Wednesday, December 05, 2007

While the nation's largest school districts scramble for teachers, it's 4th largest (Miami) locks up it best and brightest

Besides the economic crisis bubbling just below the surface of our sunbaked landscape where more than 71,000 residential property owners in Miami-Dade and Broward failed to pay property taxes for 2006, there is another one ready to burst forth in education. As we reported earlier:
  • Florida "will need 12,000 more teachers per year than are projected to be supplied (italics included)."
  • Increasing numbers of teachers are entering retirement,
  • Pre-retirement-- 9% of new teachers quit in their first year while 1-out-5 quit within the first 3 years,
  • Reasons for teachers leaving:
    Low salaries are at the top of the list,
    Lack of support from the administration,
    Student discipline issues,
    Lack of input and decision making powers.

You would think that any school district would want to do everything in its power to hold on to its best and brightest teachers.

Not here where there is a penchant for disciplining activist teachers by removing them from the classroom. Here they punish them for doing their job. Beloved Spanish teacher Patrick "Taz" Williams has been out of the classroom for six weeks now, removed because he had the temerity to question his principal. He works with kids most teachers would have given up on. And they love him. So do their parents.

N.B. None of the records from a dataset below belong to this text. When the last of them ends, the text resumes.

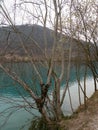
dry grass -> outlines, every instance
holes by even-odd
[[[71,119],[64,120],[64,130],[98,130],[98,91],[87,101],[87,109],[80,106]]]

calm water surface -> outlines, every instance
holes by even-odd
[[[36,86],[34,91],[39,90],[39,82],[32,69],[31,64],[29,63],[17,63],[17,64],[6,64],[9,69],[14,70],[17,75],[24,80],[28,85],[34,89],[33,86]],[[46,81],[47,70],[44,67],[40,66],[39,71]],[[58,70],[59,75],[59,66],[56,66],[55,69]],[[61,96],[66,84],[66,71],[67,68],[65,67],[65,76],[62,82],[61,87]],[[81,84],[83,85],[83,76],[85,72],[84,65],[80,67],[80,79]],[[32,80],[33,79],[33,80]],[[37,82],[36,82],[37,80]],[[93,85],[93,78],[90,70],[87,72],[87,96],[90,97],[94,92],[94,85]],[[52,82],[53,84],[53,82]],[[70,71],[70,94],[72,99],[73,109],[75,110],[79,106],[79,95],[78,95],[78,84],[76,82],[76,68],[74,65],[71,66]],[[50,90],[51,91],[51,90]],[[40,91],[39,91],[40,93]],[[25,99],[22,98],[21,95],[24,95]],[[2,70],[0,70],[0,125],[2,126],[0,130],[28,130],[30,126],[30,122],[35,115],[38,115],[36,110],[31,110],[30,108],[24,109],[24,106],[28,104],[25,102],[27,100],[30,103],[33,103],[33,100],[30,98],[29,94],[25,92],[19,84],[13,81],[8,75],[6,75]],[[81,102],[83,103],[83,93],[81,92]],[[20,107],[21,106],[21,107]],[[10,109],[7,109],[11,107]],[[70,101],[68,92],[66,94],[62,109],[65,115],[69,115],[72,113],[70,107]],[[27,111],[28,110],[28,111]],[[3,111],[3,113],[2,113]],[[10,116],[11,115],[11,116]],[[8,118],[10,116],[10,118]],[[6,122],[4,124],[4,121]]]

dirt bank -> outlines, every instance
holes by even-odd
[[[84,105],[79,107],[71,119],[62,122],[64,130],[98,130],[98,91]]]

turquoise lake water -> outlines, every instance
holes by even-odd
[[[36,90],[39,90],[39,81],[30,63],[6,64],[5,66],[7,66],[10,70],[15,71],[17,75],[32,88],[32,90],[34,90],[35,92]],[[47,77],[47,69],[45,69],[43,66],[38,66],[38,68],[45,82]],[[58,71],[57,74],[59,75],[60,73],[59,65],[57,65],[55,69]],[[61,96],[66,84],[66,72],[67,67],[65,66],[65,75],[61,84]],[[83,85],[84,73],[85,73],[85,66],[81,65],[79,74],[82,85]],[[92,78],[92,73],[88,69],[87,81],[86,81],[88,97],[90,97],[94,92],[93,83],[94,82]],[[35,86],[36,89],[34,89]],[[78,99],[78,84],[76,82],[76,68],[74,65],[71,66],[70,70],[69,86],[73,103],[73,109],[75,110],[79,106],[79,99]],[[50,88],[50,92],[51,91],[52,88]],[[23,95],[25,99],[23,99],[21,95]],[[0,130],[28,130],[30,122],[34,117],[33,114],[38,115],[38,112],[36,110],[32,110],[31,108],[29,108],[28,103],[26,103],[25,100],[27,100],[30,103],[33,103],[33,100],[31,99],[30,95],[27,92],[25,92],[19,84],[17,84],[2,70],[0,70],[0,126],[1,126]],[[81,102],[83,103],[82,92],[81,92]],[[65,115],[69,115],[72,113],[69,103],[68,92],[66,93],[62,109]],[[10,118],[8,118],[9,116]]]

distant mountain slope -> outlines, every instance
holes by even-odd
[[[39,25],[20,25],[12,28],[0,27],[0,55],[18,55],[26,56],[27,52],[33,57],[41,57],[42,51],[45,49],[45,40],[47,41],[47,54],[50,55],[51,48],[53,46],[53,30],[45,28],[45,37],[44,37],[44,27]],[[44,39],[46,38],[46,39]],[[59,39],[59,34],[58,34]],[[72,58],[85,58],[84,48],[87,49],[89,46],[88,43],[76,39],[71,39],[68,36],[64,36],[63,41],[64,50],[65,50],[65,59],[68,59],[69,46],[72,42]],[[41,49],[40,49],[41,48]],[[60,43],[56,49],[56,57],[61,59],[61,49]],[[93,55],[94,47],[90,43],[90,52]]]
[[[51,48],[53,35],[52,30],[48,28],[46,28],[46,39],[48,48]],[[29,52],[37,51],[40,53],[40,49],[36,45],[42,49],[45,48],[44,28],[39,25],[21,25],[16,26],[15,29],[11,27],[0,28],[0,53],[25,55],[22,43]]]

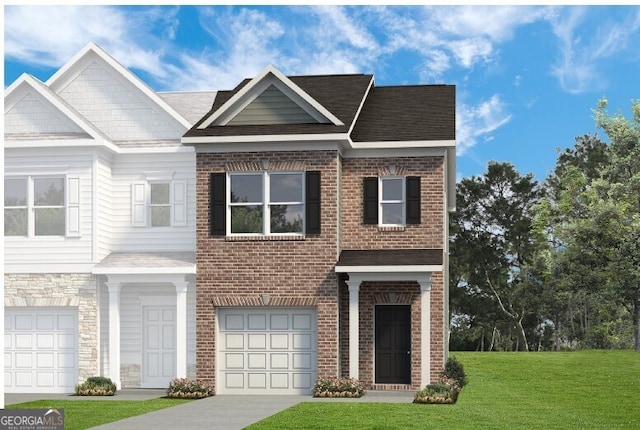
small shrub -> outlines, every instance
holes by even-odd
[[[464,366],[455,357],[449,357],[444,365],[442,376],[445,378],[455,379],[460,389],[467,385],[467,375],[464,372]]]
[[[116,393],[116,384],[104,376],[91,376],[82,384],[76,385],[78,396],[113,396]]]
[[[176,378],[167,389],[167,397],[175,399],[202,399],[213,394],[213,388],[201,379]]]
[[[313,397],[362,397],[364,387],[354,378],[330,376],[319,378],[313,387]]]
[[[429,384],[414,395],[413,403],[453,404],[458,400],[459,392],[455,385]]]

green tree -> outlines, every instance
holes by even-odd
[[[631,120],[606,106],[594,118],[609,144],[587,135],[560,154],[537,222],[553,245],[549,287],[565,299],[556,328],[564,322],[586,346],[620,347],[626,317],[640,351],[640,104]]]
[[[532,228],[539,195],[533,175],[520,176],[511,164],[492,162],[482,177],[458,184],[458,211],[452,216],[452,309],[459,317],[466,308],[485,326],[492,318],[492,339],[507,321],[515,331],[514,349],[529,350],[539,320],[536,254],[543,241]],[[466,304],[465,297],[471,298]],[[484,309],[469,309],[469,303]]]
[[[609,214],[611,237],[605,242],[605,273],[612,295],[632,315],[635,349],[640,352],[640,100],[631,100],[632,118],[610,114],[601,99],[594,110],[598,127],[610,140],[610,163],[594,181]]]

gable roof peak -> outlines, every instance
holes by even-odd
[[[229,100],[227,100],[216,111],[211,112],[208,118],[204,119],[197,128],[204,129],[212,124],[226,125],[231,121],[248,103],[269,86],[274,85],[280,91],[286,93],[296,104],[301,106],[307,113],[320,123],[331,123],[342,126],[344,123],[322,106],[316,99],[300,88],[290,78],[285,76],[272,64],[263,68],[254,78],[249,79],[246,85],[242,86]]]

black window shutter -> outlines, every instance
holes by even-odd
[[[209,205],[209,223],[212,236],[225,236],[227,234],[227,175],[225,173],[212,173],[209,184],[211,200]]]
[[[420,178],[407,177],[407,224],[420,224]]]
[[[378,178],[364,178],[362,222],[378,224]]]
[[[306,176],[306,233],[320,234],[320,172],[307,172]]]

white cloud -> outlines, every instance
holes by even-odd
[[[137,12],[110,6],[7,6],[4,15],[5,58],[57,68],[87,43],[95,42],[127,67],[165,76],[163,45],[150,27],[175,28],[172,9]]]
[[[570,7],[549,17],[560,48],[551,73],[560,87],[572,94],[601,91],[608,85],[602,74],[605,59],[625,51],[637,56],[640,11],[635,9],[621,20],[601,19],[589,12]]]
[[[457,153],[464,155],[479,140],[493,140],[492,133],[511,120],[505,103],[494,94],[476,105],[458,102],[456,110]]]

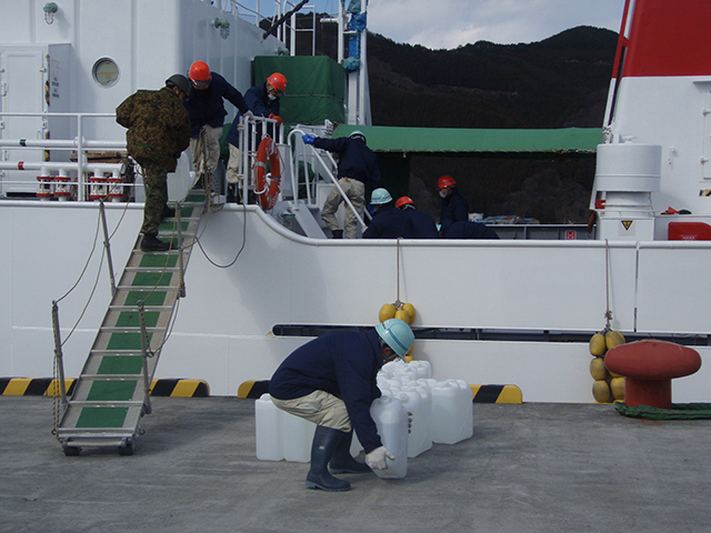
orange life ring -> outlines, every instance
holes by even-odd
[[[269,159],[271,173],[267,173],[267,159]],[[281,185],[281,164],[279,150],[271,137],[267,135],[259,143],[257,150],[257,190],[259,204],[264,211],[269,211],[277,204],[279,188]]]

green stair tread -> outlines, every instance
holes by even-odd
[[[97,370],[98,374],[140,374],[143,370],[142,355],[104,355]]]
[[[147,334],[148,344],[151,342],[151,333]],[[111,339],[107,344],[107,350],[142,350],[141,332],[117,332],[111,333]]]
[[[164,305],[167,294],[166,291],[129,291],[123,305],[138,305],[140,301],[146,305]]]
[[[188,224],[190,221],[180,221],[180,231],[188,231]],[[158,227],[158,231],[172,233],[173,231],[178,233],[178,224],[174,223],[174,220],[164,220]]]
[[[178,254],[161,255],[159,253],[147,253],[141,258],[139,264],[144,269],[173,269],[178,264]]]
[[[143,311],[143,318],[146,320],[146,328],[156,328],[158,319],[160,318],[159,311]],[[138,311],[122,311],[119,314],[119,319],[116,321],[117,328],[140,328],[141,313]]]
[[[172,272],[137,272],[133,276],[133,286],[168,286],[172,279]]]
[[[87,401],[89,402],[128,402],[133,400],[137,381],[94,381]]]
[[[129,408],[82,408],[77,428],[123,428]]]

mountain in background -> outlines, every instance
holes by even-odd
[[[317,29],[317,53],[336,59],[333,24]],[[579,27],[527,44],[479,41],[430,50],[369,33],[373,124],[601,128],[617,41],[613,31]],[[584,223],[594,158],[413,155],[410,195],[435,219],[435,183],[442,174],[454,177],[471,212]]]

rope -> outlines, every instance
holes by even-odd
[[[672,409],[659,409],[651,405],[630,406],[615,402],[614,409],[624,416],[649,420],[702,420],[711,419],[711,403],[675,403]]]
[[[605,298],[605,331],[610,330],[612,311],[610,310],[610,243],[604,240],[604,298]]]
[[[400,239],[398,238],[398,241],[395,243],[395,269],[398,271],[397,275],[395,275],[395,284],[397,284],[397,298],[395,298],[395,308],[400,308],[400,305],[402,305],[402,302],[400,301]]]

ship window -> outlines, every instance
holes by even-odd
[[[119,66],[109,58],[101,58],[93,63],[91,73],[101,87],[112,87],[119,81]]]

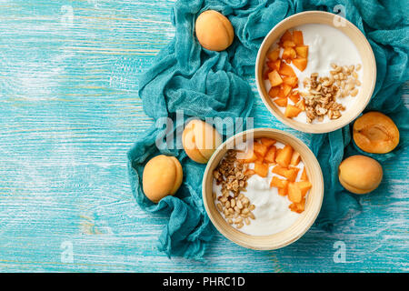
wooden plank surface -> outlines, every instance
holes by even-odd
[[[387,193],[363,196],[336,232],[313,226],[270,252],[216,235],[205,262],[156,250],[166,217],[135,203],[126,152],[152,122],[137,77],[175,34],[173,4],[0,1],[0,271],[407,272],[407,152],[384,165]],[[255,95],[255,126],[305,137]]]

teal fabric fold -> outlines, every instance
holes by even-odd
[[[155,141],[174,135],[180,143],[183,122],[176,122],[178,111],[183,111],[185,118],[203,120],[251,116],[254,94],[244,76],[254,75],[255,56],[264,36],[284,17],[305,10],[339,13],[343,9],[345,17],[365,34],[376,58],[375,90],[365,111],[385,113],[396,122],[401,133],[407,131],[407,109],[401,99],[403,84],[409,75],[407,8],[408,2],[404,0],[177,1],[171,15],[175,26],[175,38],[161,50],[153,66],[139,80],[144,110],[155,123],[137,137],[128,152],[129,179],[138,206],[145,211],[169,216],[158,240],[159,249],[169,256],[203,259],[214,230],[202,202],[204,166],[190,160],[177,146],[157,148]],[[221,12],[232,22],[235,37],[226,51],[205,50],[195,37],[195,18],[208,9]],[[173,121],[168,128],[163,126],[165,117]],[[361,152],[351,139],[350,126],[314,135],[309,143],[324,176],[324,200],[315,223],[322,228],[333,229],[348,212],[360,209],[356,196],[344,190],[337,176],[341,161]],[[227,130],[218,129],[224,134]],[[401,140],[398,147],[386,155],[361,153],[384,161],[402,152],[407,143]],[[176,195],[156,205],[143,193],[142,173],[146,162],[159,154],[176,156],[185,176]]]

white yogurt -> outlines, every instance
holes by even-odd
[[[284,146],[284,145],[278,142],[274,146],[277,149]],[[253,163],[249,164],[249,168],[254,168],[254,164]],[[283,178],[283,176],[271,172],[274,167],[274,166],[269,167],[266,177],[253,175],[247,180],[246,192],[243,192],[243,194],[250,200],[251,204],[255,206],[255,209],[253,210],[255,219],[250,219],[251,224],[249,226],[244,224],[239,229],[244,234],[252,236],[274,235],[290,227],[300,216],[300,214],[291,211],[288,207],[292,202],[287,196],[280,196],[276,187],[270,188],[270,182],[273,176],[276,176]],[[297,167],[300,170],[298,171],[296,181],[299,181],[304,169],[302,161]],[[222,195],[221,186],[217,186],[214,179],[213,191],[216,194],[216,197]],[[214,204],[216,203],[217,198],[214,200]],[[223,216],[222,213],[221,216]]]
[[[304,72],[297,69],[293,64],[290,65],[295,75],[298,77],[298,89],[304,91],[303,80],[305,77],[309,77],[313,73],[318,73],[320,76],[329,76],[329,71],[333,68],[331,64],[335,63],[339,65],[351,65],[362,64],[362,58],[356,49],[355,45],[351,39],[344,35],[342,31],[327,25],[319,24],[308,24],[300,26],[294,27],[294,30],[301,30],[303,32],[304,44],[308,45],[308,63]],[[274,44],[272,49],[276,48],[278,45]],[[283,53],[283,49],[282,52]],[[264,65],[264,70],[266,65]],[[358,73],[358,79],[362,82],[361,69]],[[265,88],[267,92],[271,88],[270,82],[264,80]],[[344,98],[339,98],[337,103],[342,104],[345,107],[345,111],[354,105],[356,97],[346,96]],[[288,103],[294,105],[294,103],[288,99]],[[283,113],[285,111],[285,107],[278,107]],[[298,122],[306,122],[305,112],[301,112],[298,116],[294,117],[294,120]],[[324,116],[322,122],[315,118],[313,124],[329,122],[330,119],[327,115]]]

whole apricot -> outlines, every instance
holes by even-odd
[[[177,158],[160,155],[147,162],[144,168],[142,185],[146,197],[154,203],[179,189],[183,169]]]
[[[385,154],[399,144],[399,130],[394,121],[380,112],[368,112],[355,120],[354,141],[363,151]]]
[[[230,21],[214,10],[204,11],[197,17],[195,33],[200,45],[211,51],[226,49],[234,38]]]
[[[196,163],[206,164],[222,144],[222,136],[202,120],[190,121],[182,134],[182,144],[187,156]]]
[[[381,184],[382,176],[381,165],[365,156],[347,157],[338,169],[339,182],[346,190],[354,194],[374,191]]]

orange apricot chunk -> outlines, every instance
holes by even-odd
[[[270,148],[268,149],[267,154],[265,154],[264,156],[264,161],[267,163],[275,163],[275,151],[276,151],[276,147],[274,146],[271,146]]]
[[[253,150],[254,151],[255,155],[258,156],[264,157],[265,154],[267,153],[268,147],[265,145],[260,144],[258,142],[254,142],[253,144]]]
[[[293,147],[286,145],[279,153],[277,153],[277,156],[275,156],[275,162],[281,166],[287,167],[290,165],[293,152]]]
[[[295,52],[300,58],[308,57],[308,45],[299,45],[295,46]]]
[[[260,141],[263,145],[264,145],[267,147],[270,147],[271,146],[274,145],[276,143],[275,139],[269,138],[269,137],[262,137],[260,138]]]
[[[303,200],[303,193],[294,182],[288,183],[288,199],[294,203],[300,203]]]
[[[300,114],[301,111],[302,110],[297,106],[287,105],[284,111],[284,116],[288,118],[295,117]]]
[[[291,156],[291,162],[290,165],[291,166],[297,166],[298,164],[300,164],[301,161],[301,156],[300,153],[298,152],[294,152],[293,156]]]
[[[280,49],[274,49],[274,51],[271,51],[267,54],[267,58],[270,61],[276,61],[278,59],[278,56],[280,56]]]
[[[304,37],[303,37],[303,32],[299,30],[294,30],[293,32],[294,35],[294,43],[296,45],[304,45]]]
[[[280,179],[277,176],[273,176],[270,182],[270,187],[277,187],[277,188],[286,188],[288,186],[288,181],[285,179]]]
[[[255,162],[254,172],[261,177],[266,177],[268,174],[268,164]]]
[[[281,78],[280,75],[276,70],[268,73],[268,79],[270,80],[270,84],[273,87],[279,85],[283,83],[283,79]]]
[[[281,63],[280,70],[278,71],[278,73],[284,75],[296,76],[291,65],[288,65],[287,64],[283,62]]]
[[[268,91],[268,95],[271,98],[274,98],[274,97],[278,96],[279,92],[280,92],[280,86],[276,85],[274,87],[270,88],[270,90]]]
[[[297,69],[303,72],[306,68],[307,59],[305,57],[294,58],[293,59],[293,64],[297,67]]]
[[[363,151],[386,154],[399,144],[399,130],[394,121],[380,112],[368,112],[355,120],[353,128],[355,145]]]
[[[287,102],[288,99],[284,97],[284,98],[277,98],[274,100],[274,103],[279,105],[280,107],[285,107],[287,105]]]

What a loss.

And while Williams sits in a "very cold" room in a building far away from his students, Rudy Crew, the $350,000 a year Superintendent of Miami-Dade County Schools, entrenches deeper in his downtown 9th floor office, spending thousands of dollars on new security measures to keep, along with those who have threatened his life, critics and the public at bay.

UpDate (5/15/08): 6,400 south Florida high school kids (that's 1 in 5 Dade seniors) won't graduate this spring because they couldn't pass FCAT. Considering what it takes to pass-- students don't even have to show they are working at a 10th-grade level (passing scores are lower than that)-- it's worse than you can imagine.

UpDate (9/11/08): After months of heated acrimony between Crew and some members of the board, he resigns under pressure with the board buying out his contract for $368,000.

UpDate (9/12): Alberto Carvalho, a former teacher in the Dade County schools, accepts the board's offer to become its next superintendent.